I am preparing to participate in a panel discussion on "Remaining Offshore Compliance Options and International Hot Topics" at the 14th Annual University Of San Diego School Of Law Procopio International Tax Institute, here. Yesterday, while reviewing one of the slide presentations, I noted an IRS emphasis of "internal data mining." Most practitioners have known for many years that the IRS had computer algorithms to analyze and match data (either data internal to a tax return or from associated tax filings such as W-2s). But, the data mining concept is beyond that type of "mining." I had only a general sense of what data mining might be. I wanted to know more about data mining generally and in the IRS specifically.

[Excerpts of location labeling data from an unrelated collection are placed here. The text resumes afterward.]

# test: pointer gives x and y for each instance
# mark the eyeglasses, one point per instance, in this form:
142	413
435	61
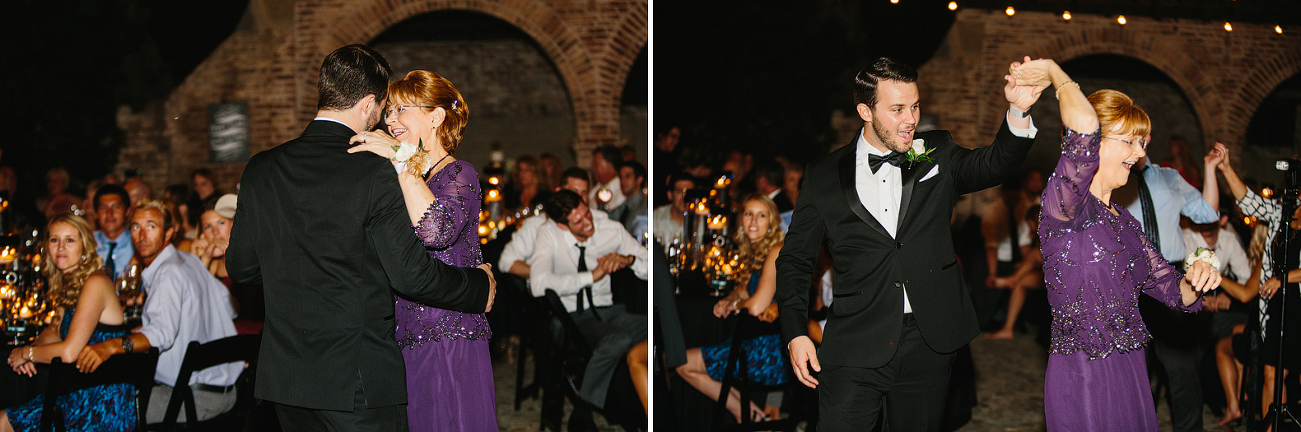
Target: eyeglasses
1142	142
398	109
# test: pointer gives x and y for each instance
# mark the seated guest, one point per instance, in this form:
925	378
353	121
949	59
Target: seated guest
760	242
791	182
576	263
113	241
632	178
77	286
215	236
526	189
182	303
57	201
138	189
669	220
518	254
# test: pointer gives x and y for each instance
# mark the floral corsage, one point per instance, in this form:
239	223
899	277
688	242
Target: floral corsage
1201	254
919	152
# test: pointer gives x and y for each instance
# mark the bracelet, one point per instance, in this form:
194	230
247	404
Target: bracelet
1063	85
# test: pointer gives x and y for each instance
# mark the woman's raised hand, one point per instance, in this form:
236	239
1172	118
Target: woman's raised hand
376	142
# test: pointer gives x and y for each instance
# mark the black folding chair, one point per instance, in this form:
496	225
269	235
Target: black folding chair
135	370
737	375
198	357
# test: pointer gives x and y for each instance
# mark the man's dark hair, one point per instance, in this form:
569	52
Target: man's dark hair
575	173
609	152
638	169
884	68
770	171
560	204
350	73
112	190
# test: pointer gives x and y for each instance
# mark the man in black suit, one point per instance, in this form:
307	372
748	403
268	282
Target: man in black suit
900	310
769	178
327	234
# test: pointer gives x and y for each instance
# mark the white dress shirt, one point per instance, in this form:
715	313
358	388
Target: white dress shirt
185	303
1228	249
556	262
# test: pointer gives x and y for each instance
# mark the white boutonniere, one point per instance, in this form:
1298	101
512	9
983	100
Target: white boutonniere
1201	254
919	152
405	151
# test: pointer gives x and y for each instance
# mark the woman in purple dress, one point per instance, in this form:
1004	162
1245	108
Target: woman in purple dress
449	372
1097	262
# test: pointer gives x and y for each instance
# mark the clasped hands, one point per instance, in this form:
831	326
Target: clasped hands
20	363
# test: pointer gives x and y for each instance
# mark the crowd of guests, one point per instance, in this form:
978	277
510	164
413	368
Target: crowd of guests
173	246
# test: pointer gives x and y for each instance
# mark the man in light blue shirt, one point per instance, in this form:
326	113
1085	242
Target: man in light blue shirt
1176	342
113	241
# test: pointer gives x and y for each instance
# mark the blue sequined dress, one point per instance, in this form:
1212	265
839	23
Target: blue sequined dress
1094	266
448	368
98	409
765	359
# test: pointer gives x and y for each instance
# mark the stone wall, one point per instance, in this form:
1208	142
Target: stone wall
1223	76
272	59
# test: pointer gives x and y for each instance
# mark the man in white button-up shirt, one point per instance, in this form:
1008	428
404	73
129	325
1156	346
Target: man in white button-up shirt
605	247
182	303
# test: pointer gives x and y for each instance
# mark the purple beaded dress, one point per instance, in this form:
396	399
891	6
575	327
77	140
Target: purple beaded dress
449	372
1096	264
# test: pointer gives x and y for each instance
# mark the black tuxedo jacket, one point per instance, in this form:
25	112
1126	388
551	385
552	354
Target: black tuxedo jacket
327	234
869	267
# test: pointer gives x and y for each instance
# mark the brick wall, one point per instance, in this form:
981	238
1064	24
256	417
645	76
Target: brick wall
272	59
1223	76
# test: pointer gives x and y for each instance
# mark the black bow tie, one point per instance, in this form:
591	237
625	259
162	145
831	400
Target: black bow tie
894	158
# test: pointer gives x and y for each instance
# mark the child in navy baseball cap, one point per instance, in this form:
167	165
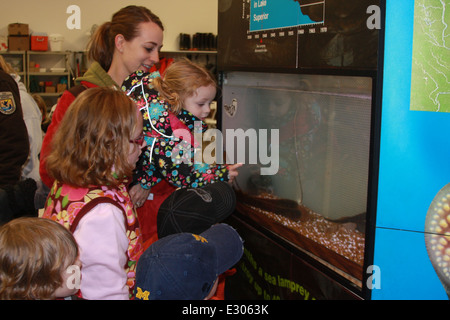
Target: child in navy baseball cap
186	266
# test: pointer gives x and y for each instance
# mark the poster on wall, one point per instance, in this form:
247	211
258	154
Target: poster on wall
430	85
298	34
413	208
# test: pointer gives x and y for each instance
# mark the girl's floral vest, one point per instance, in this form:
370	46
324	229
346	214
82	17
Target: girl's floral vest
67	206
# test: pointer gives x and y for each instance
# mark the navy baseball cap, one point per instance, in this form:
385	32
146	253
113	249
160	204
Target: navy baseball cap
184	266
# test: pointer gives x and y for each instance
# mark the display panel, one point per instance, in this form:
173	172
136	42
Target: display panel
300	34
315	130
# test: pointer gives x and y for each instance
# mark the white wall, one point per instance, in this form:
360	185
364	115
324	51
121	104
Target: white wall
178	16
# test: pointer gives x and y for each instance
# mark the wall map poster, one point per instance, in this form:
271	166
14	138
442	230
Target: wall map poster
430	87
297	34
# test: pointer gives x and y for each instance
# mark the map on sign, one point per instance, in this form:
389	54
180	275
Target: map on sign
296	34
430	73
271	14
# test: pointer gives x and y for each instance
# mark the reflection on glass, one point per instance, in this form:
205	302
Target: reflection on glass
317	199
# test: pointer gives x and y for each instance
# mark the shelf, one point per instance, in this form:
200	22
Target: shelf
48	73
59	60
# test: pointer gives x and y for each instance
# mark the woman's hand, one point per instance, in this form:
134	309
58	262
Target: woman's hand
233	171
138	195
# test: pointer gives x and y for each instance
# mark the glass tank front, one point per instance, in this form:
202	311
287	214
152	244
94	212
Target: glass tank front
306	159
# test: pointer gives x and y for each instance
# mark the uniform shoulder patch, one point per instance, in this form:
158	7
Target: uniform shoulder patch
7	103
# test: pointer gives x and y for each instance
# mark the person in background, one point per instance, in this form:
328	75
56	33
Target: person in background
14	143
16	195
43	107
94	152
187	266
39	260
129	42
32	117
185	196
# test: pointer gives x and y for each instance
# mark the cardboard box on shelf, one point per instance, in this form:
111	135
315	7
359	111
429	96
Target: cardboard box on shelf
18	43
60	87
50	89
39	42
18	29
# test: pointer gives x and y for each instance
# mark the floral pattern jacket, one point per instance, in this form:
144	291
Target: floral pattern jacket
171	144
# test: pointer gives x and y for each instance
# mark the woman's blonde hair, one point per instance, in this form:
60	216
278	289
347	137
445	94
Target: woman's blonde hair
92	144
126	22
34	253
181	79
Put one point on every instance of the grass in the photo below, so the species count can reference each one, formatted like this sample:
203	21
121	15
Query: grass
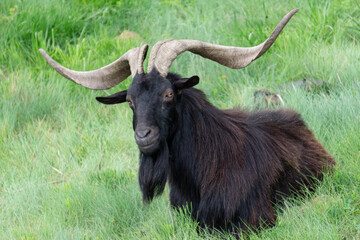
53	134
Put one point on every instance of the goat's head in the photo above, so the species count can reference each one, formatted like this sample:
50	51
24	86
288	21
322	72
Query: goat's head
153	96
152	99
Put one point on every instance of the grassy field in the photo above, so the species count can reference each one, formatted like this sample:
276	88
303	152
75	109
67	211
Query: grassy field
54	135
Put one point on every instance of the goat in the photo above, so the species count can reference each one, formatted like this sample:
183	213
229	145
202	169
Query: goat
228	167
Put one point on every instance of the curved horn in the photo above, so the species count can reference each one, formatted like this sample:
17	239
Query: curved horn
106	77
165	52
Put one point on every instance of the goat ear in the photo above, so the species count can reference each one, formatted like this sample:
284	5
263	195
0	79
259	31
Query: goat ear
119	97
184	83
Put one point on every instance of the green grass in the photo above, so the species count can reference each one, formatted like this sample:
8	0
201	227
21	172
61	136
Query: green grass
53	134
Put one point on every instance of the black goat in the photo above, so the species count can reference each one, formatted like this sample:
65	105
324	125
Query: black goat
229	167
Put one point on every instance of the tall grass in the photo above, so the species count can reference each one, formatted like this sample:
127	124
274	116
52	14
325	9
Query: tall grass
54	135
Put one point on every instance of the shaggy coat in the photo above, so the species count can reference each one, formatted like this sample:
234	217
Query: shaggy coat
228	167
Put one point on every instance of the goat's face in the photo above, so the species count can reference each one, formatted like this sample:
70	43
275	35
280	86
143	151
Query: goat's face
153	100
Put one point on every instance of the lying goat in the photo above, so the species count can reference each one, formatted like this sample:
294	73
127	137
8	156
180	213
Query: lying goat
229	167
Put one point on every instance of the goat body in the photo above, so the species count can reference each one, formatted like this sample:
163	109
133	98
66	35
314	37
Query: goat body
230	167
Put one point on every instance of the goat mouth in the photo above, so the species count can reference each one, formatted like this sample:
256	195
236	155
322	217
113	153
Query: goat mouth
148	146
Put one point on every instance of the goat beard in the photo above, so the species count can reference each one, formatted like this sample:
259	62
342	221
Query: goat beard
153	173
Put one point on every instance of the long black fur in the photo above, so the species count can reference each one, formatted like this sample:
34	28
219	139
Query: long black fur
229	167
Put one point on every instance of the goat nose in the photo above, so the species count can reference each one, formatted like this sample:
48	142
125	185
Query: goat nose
142	133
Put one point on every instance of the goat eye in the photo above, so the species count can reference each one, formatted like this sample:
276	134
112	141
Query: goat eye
169	95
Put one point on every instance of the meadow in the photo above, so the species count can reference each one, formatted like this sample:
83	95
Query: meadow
68	164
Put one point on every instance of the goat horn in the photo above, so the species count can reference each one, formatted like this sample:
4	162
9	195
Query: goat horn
106	77
165	52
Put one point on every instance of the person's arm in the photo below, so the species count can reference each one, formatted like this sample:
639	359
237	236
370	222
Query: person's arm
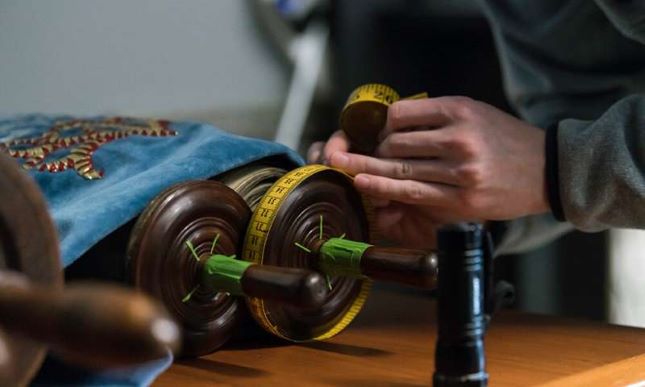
600	168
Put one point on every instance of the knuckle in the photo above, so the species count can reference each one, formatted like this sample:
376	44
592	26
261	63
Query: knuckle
470	174
413	192
470	200
403	169
466	107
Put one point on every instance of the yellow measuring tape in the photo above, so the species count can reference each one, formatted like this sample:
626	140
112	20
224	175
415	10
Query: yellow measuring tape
256	239
365	114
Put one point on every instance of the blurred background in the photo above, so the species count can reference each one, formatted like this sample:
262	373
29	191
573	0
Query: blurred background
281	70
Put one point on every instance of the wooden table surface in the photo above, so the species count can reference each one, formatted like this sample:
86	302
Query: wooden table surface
391	343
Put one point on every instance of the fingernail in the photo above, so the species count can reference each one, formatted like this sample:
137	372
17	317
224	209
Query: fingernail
339	160
362	181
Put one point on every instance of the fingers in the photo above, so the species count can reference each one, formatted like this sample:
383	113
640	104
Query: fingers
314	152
338	142
431	112
405	191
436	170
416	144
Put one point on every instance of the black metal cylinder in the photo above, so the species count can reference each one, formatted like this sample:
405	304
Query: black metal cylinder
459	353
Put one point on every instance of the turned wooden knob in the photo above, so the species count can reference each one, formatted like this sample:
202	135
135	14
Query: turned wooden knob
183	251
90	324
94	325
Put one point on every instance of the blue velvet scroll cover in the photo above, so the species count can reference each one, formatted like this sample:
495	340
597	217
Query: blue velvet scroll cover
97	174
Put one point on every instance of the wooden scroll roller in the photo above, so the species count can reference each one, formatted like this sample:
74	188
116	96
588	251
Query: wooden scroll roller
93	325
365	114
313	218
184	250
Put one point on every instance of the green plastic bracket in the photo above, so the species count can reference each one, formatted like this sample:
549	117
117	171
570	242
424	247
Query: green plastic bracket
224	273
342	257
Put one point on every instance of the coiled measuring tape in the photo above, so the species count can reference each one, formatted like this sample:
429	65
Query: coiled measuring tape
365	114
256	240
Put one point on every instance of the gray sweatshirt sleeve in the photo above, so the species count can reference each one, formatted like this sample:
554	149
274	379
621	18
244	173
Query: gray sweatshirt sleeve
601	167
578	68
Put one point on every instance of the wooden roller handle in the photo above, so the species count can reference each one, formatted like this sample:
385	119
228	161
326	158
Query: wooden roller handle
90	324
298	287
411	267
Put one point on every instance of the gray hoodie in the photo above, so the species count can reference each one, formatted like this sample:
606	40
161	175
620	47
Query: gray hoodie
577	68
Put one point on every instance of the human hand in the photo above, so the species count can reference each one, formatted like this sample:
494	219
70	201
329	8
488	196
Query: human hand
449	159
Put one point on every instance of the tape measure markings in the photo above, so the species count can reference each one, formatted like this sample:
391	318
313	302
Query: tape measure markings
255	243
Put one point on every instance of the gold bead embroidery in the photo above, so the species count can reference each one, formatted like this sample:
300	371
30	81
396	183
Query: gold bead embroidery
93	134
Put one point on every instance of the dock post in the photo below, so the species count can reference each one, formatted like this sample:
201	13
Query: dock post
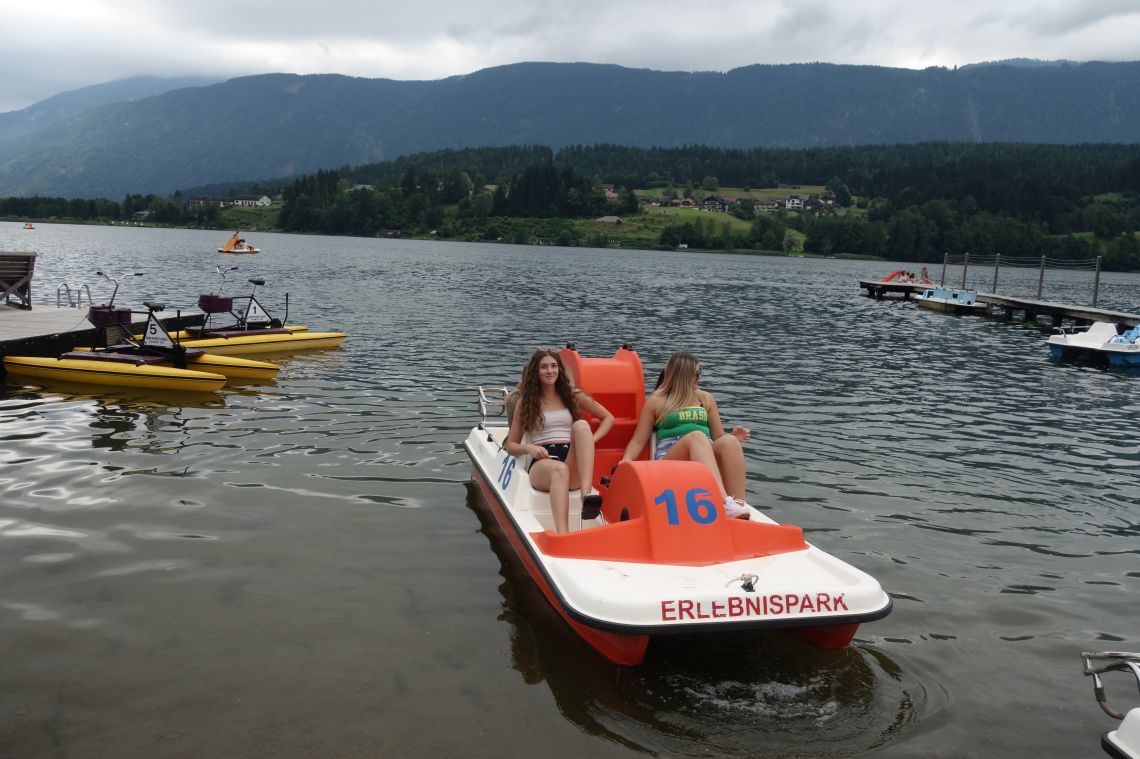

Wikipedia, here, introduces data mining as follows (footnotes omitted):
Data mining is the process of discovering patterns in large data sets involving methods at the intersection of machine learning, statistics, and database systems. Data mining is an interdisciplinary subfield of computer science with an overall goal to extract information (with intelligent methods) from a data set and transform the information into a comprehensible structure for further use. Data mining is the analysis step of the "knowledge discovery in databases" process, or KDD. Aside from the raw analysis step, it also involves database and data management aspects, data pre-processing, model and inference considerations, interestingness metrics, complexity considerations, post-processing of discovered structures, visualization, and online updating.
The term "data mining" is in fact a misnomer, because the goal is the extraction of patterns and knowledge from large amounts of data, not the extraction (mining) of data itself. It also is a buzzword and is frequently applied to any form of large-scale data or information processing (collection, extraction, warehousing, analysis, and statistics) as well as any application of computer decision support system, including artificial intelligence (e.g., machine learning) and business intelligence. The book Data mining: Practical machine learning tools and techniques with Java (which covers mostly machine learning material) was originally to be named just Practical machine learning, and the term data mining was only added for marketing reasons. Often the more general terms (large scale) data analysis and analytics – or, when referring to actual methods, artificial intelligence and machine learning – are more appropriate.
The actual data mining task is the semi-automatic or automatic analysis of large quantities of data to extract previously unknown, interesting patterns such as groups of data records (cluster analysis), unusual records (anomaly detection), and dependencies (association rule mining, sequential pattern mining). This usually involves using database techniques such as spatial indices. These patterns can then be seen as a kind of summary of the input data, and may be used in further analysis or, for example, in machine learning and predictive analytics. For example, the data mining step might identify multiple groups in the data, which can then be used to obtain more accurate prediction results by a decision support system. Neither the data collection, data preparation, nor result interpretation and reporting is part of the data mining step, but do belong to the overall KDD process as additional steps.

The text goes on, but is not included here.